Hi Byzek,

On Jul 30, 2009, at 8:31 PM, byzek wrote:

It's not about performance; a large percentage of the currently- deployed hardware can’t do UDP checksum calculations during encapsulation because it doesn’t have access to the entire packet. Most hardware is streamlined to only provide the first n bytes of a packet to the forwarding engine, where
typically n < 128.

This is one of the primary reasons, as I understood it, why UDP-Lite was defined the way it was -- to allow for a transport-layer checksum, including an IP pseudo-header checksum, in IPv6, without the need to traverse the entire packet. In the LISP case, all of the bytes that would need to be "checksummed" for UDP-Lite would be bytes that were _added to the packet_ by the LISP encapsulating router.

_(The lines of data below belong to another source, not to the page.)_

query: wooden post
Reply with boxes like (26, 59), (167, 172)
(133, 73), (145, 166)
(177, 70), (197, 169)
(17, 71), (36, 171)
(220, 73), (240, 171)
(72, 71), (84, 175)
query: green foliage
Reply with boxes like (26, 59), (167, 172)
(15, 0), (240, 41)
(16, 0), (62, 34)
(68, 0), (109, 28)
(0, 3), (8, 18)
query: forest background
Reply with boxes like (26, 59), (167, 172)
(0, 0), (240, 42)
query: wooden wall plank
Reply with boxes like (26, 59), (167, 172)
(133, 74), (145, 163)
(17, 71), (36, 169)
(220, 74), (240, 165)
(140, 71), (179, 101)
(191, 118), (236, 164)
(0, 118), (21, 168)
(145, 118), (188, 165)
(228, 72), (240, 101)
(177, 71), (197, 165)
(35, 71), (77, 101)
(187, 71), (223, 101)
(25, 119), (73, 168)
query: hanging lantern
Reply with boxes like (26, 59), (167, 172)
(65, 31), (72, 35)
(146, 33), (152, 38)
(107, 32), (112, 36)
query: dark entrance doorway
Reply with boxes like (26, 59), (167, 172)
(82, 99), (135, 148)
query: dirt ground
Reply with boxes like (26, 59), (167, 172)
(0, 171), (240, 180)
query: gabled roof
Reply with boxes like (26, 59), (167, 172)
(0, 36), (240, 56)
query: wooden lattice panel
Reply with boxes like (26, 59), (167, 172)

When an IPv4/UDP header is pre-pended by a LISP router, the lisp ETR needs to calculate the IP header checksum over 20 bytes (the IP header).

If an IPv6/UDP-Lite header were pre-pended by a LISP router, the ETR would need to calculate an IP header checksum over 48 bytes (the IP pseudo-header and the UDP header).

While I understand that 48 bytes is larger than 20 bytes, we aren't really talking about a major difference when the checksum algorithm is well-optimized and all of the pre-pended header bytes are already in memory.